Perhaps the most shocking study was done by Dr. Michael Hendryx, director of the West Virginia Rural Research Center at West Virginia University, which found that 60,000 cases of cancer in Appalachia are linked to the mountain top removal. It concluded that those living near mountain top removal sites had a doubled risk of getting cancer. The study was published in the Journal of Community Health in February of last year.
This is, and should be, a nonpartisan issue. Objective scientific studies that link mountain top removal to birth defects and cancer shouldn’t have political partisanship.
But as Rep. Jim Wayne explained to us last Tuesday in the state’s capitol, big money and corporate interest is fettering the progress of any green legislation being passed. Similar to the fight against the tobacco industry in the 90’s, the coal mining industry is stubbornly standing in the way of the people and the victims who have proposed this legislation.
But trying to convince the coal mining CEO’s and corporate lobbyist of the health and environment concerns is futile. Instead, the people must unite in solidarity, like they did in Frankfort last Tuesday, and stand up to the big money buying politicians. If the people can gather in big enough numbers and show politicians they care, the people can tip the scales of influence back to their side and out of the elites’ money filled hands.
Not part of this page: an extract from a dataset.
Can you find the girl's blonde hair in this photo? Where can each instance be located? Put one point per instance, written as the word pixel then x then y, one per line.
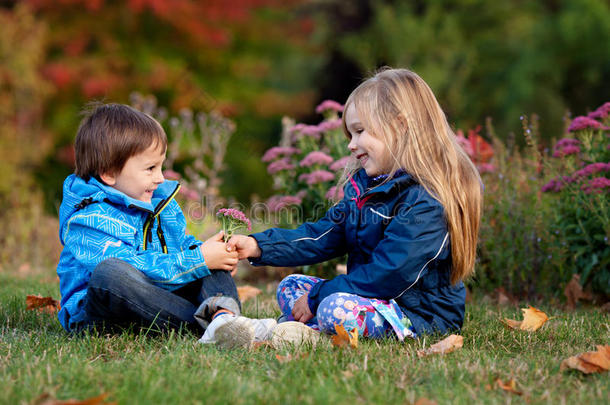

The fact is corporations are not people and do not have the same concerns as people. Corporations care about one thing and one thing only: money. Humans, on the other hand, care about our waterways, our trees, our birds, our bees, and most of all, other humans. This is why we must stand together in solidarity, and show support for new legislation to save our environment and the victims of reckless, apathetic destruction.
It’s about the dying and suffering animals; it’s about the once-flowing waterways of our past; it’s about the child who will suffer with birth defects the rest of his life, and the child who’s yet to be born into them; it’s about the family at the doctor’s office who just got word of their mom’s cancer. These are the issues of tangible reality that transcend hypotheticals and conflicting party ideology. These are the issues we should be concerned about. These are the issues that matter.
To fight this cause directly, call up your Kentucky representative and let them know you support this recent bill. Several representatives told us Tuesday that only a handful of calls can seriously change the stance they have on a bill. If these issues matter to you, influence your democracy and give them a call; it could make a big difference down the road.